According to Section 18 of the Limitation Act, 1963, a balance sheet entry cannot be construed as an acknowledgement

According to Section 18 of the Limitation Act, 1963, a balance sheet entry cannot be construed as an acknowledgement

In the case of V. Padmakumar v. Stressed Assets Stabilization Fund and Others (dated March 12, 2020), the National Company Law Appellate Tribunal ("NCLAT") held that an entry in a balance sheet or annual return cannot be considered to be an acknowledgement under Section 18 of the Limitation Act, 1963 ("Limitation Act").


In the instant case titled Padmakumar v. Stressed Assets Stabilisation Fund and Others the issue raised for clarification before the NCLAT was:

  1. Whether the application made in accordance with Section 7 of the Code was time-barred?

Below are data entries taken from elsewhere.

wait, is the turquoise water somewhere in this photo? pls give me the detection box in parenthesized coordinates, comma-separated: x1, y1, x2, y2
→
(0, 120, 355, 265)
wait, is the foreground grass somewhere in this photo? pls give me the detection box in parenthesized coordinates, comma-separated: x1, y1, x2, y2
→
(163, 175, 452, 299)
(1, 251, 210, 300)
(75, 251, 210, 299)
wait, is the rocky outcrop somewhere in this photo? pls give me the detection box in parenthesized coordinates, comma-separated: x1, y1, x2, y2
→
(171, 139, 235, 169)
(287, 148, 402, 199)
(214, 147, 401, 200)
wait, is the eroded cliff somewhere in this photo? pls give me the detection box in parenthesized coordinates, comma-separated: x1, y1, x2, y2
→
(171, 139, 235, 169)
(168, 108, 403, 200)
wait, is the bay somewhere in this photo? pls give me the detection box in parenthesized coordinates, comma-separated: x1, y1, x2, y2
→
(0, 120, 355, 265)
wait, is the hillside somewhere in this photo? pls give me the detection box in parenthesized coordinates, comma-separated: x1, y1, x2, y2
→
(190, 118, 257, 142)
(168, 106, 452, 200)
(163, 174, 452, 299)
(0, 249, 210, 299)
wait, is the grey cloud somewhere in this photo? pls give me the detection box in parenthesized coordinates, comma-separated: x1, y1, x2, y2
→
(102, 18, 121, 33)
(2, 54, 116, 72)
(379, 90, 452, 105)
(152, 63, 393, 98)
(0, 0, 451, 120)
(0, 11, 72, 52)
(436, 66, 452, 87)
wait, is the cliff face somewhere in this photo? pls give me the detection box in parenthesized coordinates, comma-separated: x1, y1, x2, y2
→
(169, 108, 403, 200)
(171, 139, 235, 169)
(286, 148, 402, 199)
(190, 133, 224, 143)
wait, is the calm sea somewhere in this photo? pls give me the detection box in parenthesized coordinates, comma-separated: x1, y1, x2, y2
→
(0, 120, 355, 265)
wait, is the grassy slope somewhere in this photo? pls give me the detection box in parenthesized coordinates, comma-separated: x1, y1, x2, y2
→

With regard to this issue, The majority opinion, which was written by Justice Mukhopadhaya and co-signed by Justices Bansi Lal, Bhat, Justice Venugopal, and Kanthi Narahari, cited previously decided cases like Gaurav Hargovindbhai Dave v. Asset Reconstruction Company (India) Limited [(2010) 10 SCC 72] and held that the application under Section 7 was barred because the default had already occurred and the account had been declared a non-performing asset on July 21, 2011. The Report of the Insolvency Law Committee explicitly stated that the aim of the Code could not have been to extend the life of obligations that have already passed their expiration date, and that the application under Section 7 was prevented by limitation. It was further noted in the decision in the case of V. Hotels Limited v. Asset Reconstruction Company (India) Limited (decided on December 11, 2019) that the language of Section 18 of the Limitation Act, 1963, makes it clear that the purpose of filing a suit or application in respect of any property or right, an acknowledgement of liability in respect of such property or right has to be made in writing duly signed by the party against. The Supreme Court's decision in Jignesh Shah and Others v. Union of India and Others (decided on September 25, 2019), stated that the date of default must be taken into account for calculating the time of limitation of an application under Section 7 of the Code, was also mentioned. It was further noted that a lawsuit for the recovery of money based on a cause of action that is within the statute of limitations may only be initiated in cases of late payments. The date of default cannot be advanced to the date of the decree, even if it is approved. It cannot be stated that a decree is in default or that dues have not been paid if the decree can be carried out within the statute of limitations. The NCLAT ruled that the date of default cannot be moved forward for the purposes of computing the time limit for submitting an application under the Code by the simple act of filing an action for recovery or a court's decree.


Justice Cheema expressed his disagreement with a portion of the ruling that deals with annual reports and audited balance sheets in his dissent, which was indicated to be the reason for his disagreement. It was claimed that a number of high courts, including the High Court of Delhi, had issued decisions addressing balance sheets and annual reports of businesses, in which entries had been deemed to constitute "acknowledgements of debt" and even accepted for the purposes of Section 18 of the Limitation Act, 1963. The NCLAT ruled that the application under Section 7 of the Code was time-barred and unmaintainable since the item in the balance sheet or annual return cannot be construed as an acknowledgement under Section 18 of the Limitation Act, 1963.


The NCLAT categorically stated that, 

“In effect, order(s), passed by the Adjudicating Authority appointing 'Interim Resolution Professional', declaring moratorium, freezing of account, and all other order (s) passed by the Adjudicating Authority pursuant to impugned order and action, if any, taken by the 'Interim Resolution Professional', including the advertisement, if any, published in the newspaper calling for applications all such orders and actions are declared illegal and are set aside. The application preferred by Respondent under Section 7 of the 'I&B Code' is dismissed. Learned Adjudicating Authority will now close the proceeding. The 'Corporate Debtor' (company) is released from all the rigour of law and is allowed to function independently through its Board of Directors from immediate effect.”